Eis um novo golpe de teatro: «A rainha, porém, tendo conhecimento das palavras do rei e dos conselheiros, entrou na sala do banquete, tomou a palavra e disse: “Ó rei, que os teus pensamentos não te aterrem e não mudes assim de cor. Há no teu reino um homem em quem reside o espírito do Deus santo… Daniel - a quem o rei deu o nome de Beltechaçar - um espírito superior, uma ciência e uma inteligência para interpretar os sonhos, para explicar os enigmas e resolver as dificuldades. Chama-se, pois, Daniel e ele decifrará o sentido dessa inscrição» (5, 10-12). Entra a rainha-mãe que, para Heródoto (Anais I, 185-188) era a avó de Baltasar: chamava-se Nitócris, mãe de Nabonido.

É a primeira mulher que aparece no livro de Daniel, até agora dominado apenas por figuras masculinas. A rainha apresenta algumas características que encontramos frequentemente nas mulheres, na Bíblia. Chegam para resolver problemas difíceis, quando os homens, com os seus típicos recursos, encalharam. Resolvem os problemas usando a sua memória, recordando o que os homens esqueceram.
Recorda-te é o primeiro verbo destas soluções diferentes: recorda-te das coisas boas que esqueceste, das coisas verdadeiras realizadas pelos pais. Recorda as raízes, porque as raízes são o teu futuro. Um “recorda-te” que nas grandes crises das relações humanas, frequentemente, ganha a forma do “recorda-te de ti”, recorda-te de quem és verdadeiramente, porque só a partir daí podes encontrar a solução.

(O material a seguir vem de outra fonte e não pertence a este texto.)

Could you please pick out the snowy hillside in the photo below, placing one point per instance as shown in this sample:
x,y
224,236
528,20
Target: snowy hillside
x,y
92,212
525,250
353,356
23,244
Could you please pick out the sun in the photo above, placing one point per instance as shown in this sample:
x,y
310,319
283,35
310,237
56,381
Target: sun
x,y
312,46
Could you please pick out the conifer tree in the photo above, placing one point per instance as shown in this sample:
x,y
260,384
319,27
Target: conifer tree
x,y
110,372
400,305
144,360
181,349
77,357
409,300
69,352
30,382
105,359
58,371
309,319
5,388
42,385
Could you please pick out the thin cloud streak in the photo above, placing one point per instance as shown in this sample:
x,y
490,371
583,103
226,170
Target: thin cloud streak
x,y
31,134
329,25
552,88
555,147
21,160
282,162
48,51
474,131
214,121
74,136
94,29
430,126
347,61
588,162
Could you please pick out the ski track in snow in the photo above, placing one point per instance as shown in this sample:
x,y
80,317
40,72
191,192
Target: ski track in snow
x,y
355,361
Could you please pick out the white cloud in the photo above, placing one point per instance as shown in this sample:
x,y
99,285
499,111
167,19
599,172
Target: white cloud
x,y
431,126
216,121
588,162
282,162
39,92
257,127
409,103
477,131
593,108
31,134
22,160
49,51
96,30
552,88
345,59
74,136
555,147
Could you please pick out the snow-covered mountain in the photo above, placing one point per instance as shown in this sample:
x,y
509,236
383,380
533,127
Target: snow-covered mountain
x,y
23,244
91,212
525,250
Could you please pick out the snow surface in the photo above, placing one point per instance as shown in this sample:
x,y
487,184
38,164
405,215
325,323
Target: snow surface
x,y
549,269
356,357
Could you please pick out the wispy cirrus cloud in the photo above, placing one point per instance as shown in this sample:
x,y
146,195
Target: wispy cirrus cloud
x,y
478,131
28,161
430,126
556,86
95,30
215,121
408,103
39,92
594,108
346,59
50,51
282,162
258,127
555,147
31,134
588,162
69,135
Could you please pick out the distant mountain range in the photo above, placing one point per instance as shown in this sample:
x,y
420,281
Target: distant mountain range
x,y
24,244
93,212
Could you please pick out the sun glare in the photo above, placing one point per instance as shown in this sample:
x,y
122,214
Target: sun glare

Portanto, a rainha sabe reconhecer a presença do espírito dos deuses santos. Ela não acreditava em Deus-YHWH de Daniel; os seus deuses eram outros mas, por instinto, sabe intercetar o espírito bom de Deus onde quer que sopre, menos condicionada pelos dogmas e pelos limites postos pelas religiões. Houve sempre uma grande amizade entre os profetas e as mulheres e continua a existir em misteriosos encontros de liberdades diferentes.

Por fim, a primeira dimensão do problema que é evidenciada pela rainha não está ligada ao poder político nem às estratégias da corte. Os teus pensamentos não te aterrem e não mudes assim de cor: é a condição pessoal do neto que a preocupa, as suas emoções, os seus medos. A solução do problema é inseparável do bem-estar de pessoas concretas, a gestão do bem e do justo não pode acontecer sem cuidar das emoções e das relações.

Como nos faltam mulheres e mães nas tentativas de solução dos conflitos e das guerras! Quanto temos de esperar antes que uma mulher diferente entre, hoje, na cena de uma guerra, toda ocupada por homens, pelas suas alucinações amplificadas pelos seus especialistas? Sentinela: quanto resta da noite?